Many firms have already established protocols for collecting and analyzing plan (and IRA) information, and documenting their “best interest” determinations for rollovers in preparation for the DOL’s vacated fiduciary rule and Best Interest Contract Exemption (BICE). And advisors who are fiduciaries to ERISA plans are likely to be using that process in practice, to ensure compliance with the DOL/IRS temporary enforcement policy outlined in Field Assistance Bulletin (FAB) 2018-02 (discussed in our previous articles). 

Since the considerations under the DOL and SEC rules largely overlap, these practices should, at very least, provide a starting point. Furthermore, since the SEC rulemaking does not differentiate between rollovers from ERISA plans and non-ERISA plans (only ERISA plans are within the DOL’s enforcement jurisdiction), these practices now need to be expanded to rollovers from governmental 403(b), 457(b) and other ERISA-exempt plans.

One word of caution: Unlike the former DOL rule, the SEC rulemaking does not specifically address whether an advisor can rely on benchmarks or similar data (e.g., as to plan expenses, types of investments, etc.) in cases where plan-specific information is not available. It’s not clear at this time whether the SEC considers this a permissible practice. 

Likewise, because the SEC rules cover rollover recommendations from defined benefit plans and non-participant directed defined contribution plans, practices may need to be updated for those types of rollover recommendations. 
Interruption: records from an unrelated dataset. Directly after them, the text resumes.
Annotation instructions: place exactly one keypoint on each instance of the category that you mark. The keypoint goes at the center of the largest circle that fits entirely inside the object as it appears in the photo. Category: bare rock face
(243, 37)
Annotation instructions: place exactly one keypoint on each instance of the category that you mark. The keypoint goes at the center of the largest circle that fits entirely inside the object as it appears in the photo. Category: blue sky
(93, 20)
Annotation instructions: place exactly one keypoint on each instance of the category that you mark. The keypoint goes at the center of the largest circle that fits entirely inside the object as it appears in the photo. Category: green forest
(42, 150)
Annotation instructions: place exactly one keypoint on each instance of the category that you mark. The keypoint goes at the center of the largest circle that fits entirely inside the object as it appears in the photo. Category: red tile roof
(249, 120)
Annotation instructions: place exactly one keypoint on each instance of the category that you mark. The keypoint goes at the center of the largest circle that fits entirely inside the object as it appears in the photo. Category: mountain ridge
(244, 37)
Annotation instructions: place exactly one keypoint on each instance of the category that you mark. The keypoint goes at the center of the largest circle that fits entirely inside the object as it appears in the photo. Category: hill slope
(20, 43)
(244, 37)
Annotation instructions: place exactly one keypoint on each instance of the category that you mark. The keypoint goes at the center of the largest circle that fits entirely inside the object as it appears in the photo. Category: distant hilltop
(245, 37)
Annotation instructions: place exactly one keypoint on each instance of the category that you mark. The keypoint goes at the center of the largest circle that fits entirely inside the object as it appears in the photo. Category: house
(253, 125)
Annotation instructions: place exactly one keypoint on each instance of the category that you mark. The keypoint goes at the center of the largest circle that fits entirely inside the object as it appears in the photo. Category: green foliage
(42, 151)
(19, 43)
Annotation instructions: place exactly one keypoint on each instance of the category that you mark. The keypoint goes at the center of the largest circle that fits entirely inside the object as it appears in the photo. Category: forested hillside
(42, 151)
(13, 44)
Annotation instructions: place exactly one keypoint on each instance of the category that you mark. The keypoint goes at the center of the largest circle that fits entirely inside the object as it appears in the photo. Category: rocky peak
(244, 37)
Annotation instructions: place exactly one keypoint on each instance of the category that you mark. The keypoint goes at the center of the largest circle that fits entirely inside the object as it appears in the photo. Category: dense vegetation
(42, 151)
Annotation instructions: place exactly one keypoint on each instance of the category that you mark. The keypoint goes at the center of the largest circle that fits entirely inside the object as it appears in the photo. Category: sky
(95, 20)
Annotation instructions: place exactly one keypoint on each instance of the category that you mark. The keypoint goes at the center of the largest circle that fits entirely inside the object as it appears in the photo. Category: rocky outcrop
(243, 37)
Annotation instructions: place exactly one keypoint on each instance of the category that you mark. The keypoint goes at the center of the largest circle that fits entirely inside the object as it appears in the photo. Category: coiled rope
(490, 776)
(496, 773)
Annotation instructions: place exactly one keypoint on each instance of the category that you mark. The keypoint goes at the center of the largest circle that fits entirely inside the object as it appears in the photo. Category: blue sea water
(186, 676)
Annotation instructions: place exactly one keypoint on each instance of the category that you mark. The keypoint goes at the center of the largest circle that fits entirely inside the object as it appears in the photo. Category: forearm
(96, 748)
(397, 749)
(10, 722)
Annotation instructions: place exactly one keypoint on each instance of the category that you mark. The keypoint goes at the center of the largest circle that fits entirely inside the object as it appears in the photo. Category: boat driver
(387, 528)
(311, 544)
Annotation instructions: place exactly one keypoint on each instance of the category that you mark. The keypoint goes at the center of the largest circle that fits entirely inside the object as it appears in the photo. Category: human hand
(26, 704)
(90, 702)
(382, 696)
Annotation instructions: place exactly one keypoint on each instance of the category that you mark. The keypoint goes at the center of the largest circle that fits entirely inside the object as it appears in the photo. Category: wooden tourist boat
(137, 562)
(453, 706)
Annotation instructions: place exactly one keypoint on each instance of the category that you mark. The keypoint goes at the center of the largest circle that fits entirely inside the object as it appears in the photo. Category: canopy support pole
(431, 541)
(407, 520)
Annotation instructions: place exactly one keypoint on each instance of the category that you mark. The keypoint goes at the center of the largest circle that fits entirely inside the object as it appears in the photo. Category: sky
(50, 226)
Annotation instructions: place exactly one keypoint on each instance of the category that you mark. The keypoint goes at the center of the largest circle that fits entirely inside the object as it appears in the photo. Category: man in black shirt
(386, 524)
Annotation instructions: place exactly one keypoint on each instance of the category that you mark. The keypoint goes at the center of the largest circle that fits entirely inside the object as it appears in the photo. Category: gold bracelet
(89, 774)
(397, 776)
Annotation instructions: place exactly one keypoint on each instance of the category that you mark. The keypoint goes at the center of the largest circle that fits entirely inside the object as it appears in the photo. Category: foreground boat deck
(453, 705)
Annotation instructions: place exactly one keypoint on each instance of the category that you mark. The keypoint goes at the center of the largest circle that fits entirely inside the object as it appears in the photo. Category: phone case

For example, relevant factors for a DB plan include:

  • the additional risk of withdrawing the benefits from the plan, particularly if the benefits are insured by the Pension Benefit Guaranty Corporation;
  • whether or not the investor would benefit from the guaranteed income the plan offers; and
  • any reductions/adjustments of the plan benefit where it is withdrawn in a lump sum prior to the individual’s normal retirement age.

However, the appropriate “best interest” factors to be considered for rollover recommendations from DB plans and non-participant-directed DC plans has not been developed in the law. As a result, firms and advisors will need to thoughtfully establish criteria for the factors to be considered in developing such recommendations. 

Finally, the SEC does not require a “best interest” determination for rollovers that are not recommended by the advisor. It is permissible to provide individual clients with full, fair, and balanced educational materials on the considerations for rolling over, leaving their money in the plan or transferring the account to the plan of a new employer. Firms and advisors may wish to develop, or improve, existing materials to document these situations – in particular where it may be difficult for an advisor to make the “best interest” finding, including where plan information is missing or the plan isn’t participant-directed.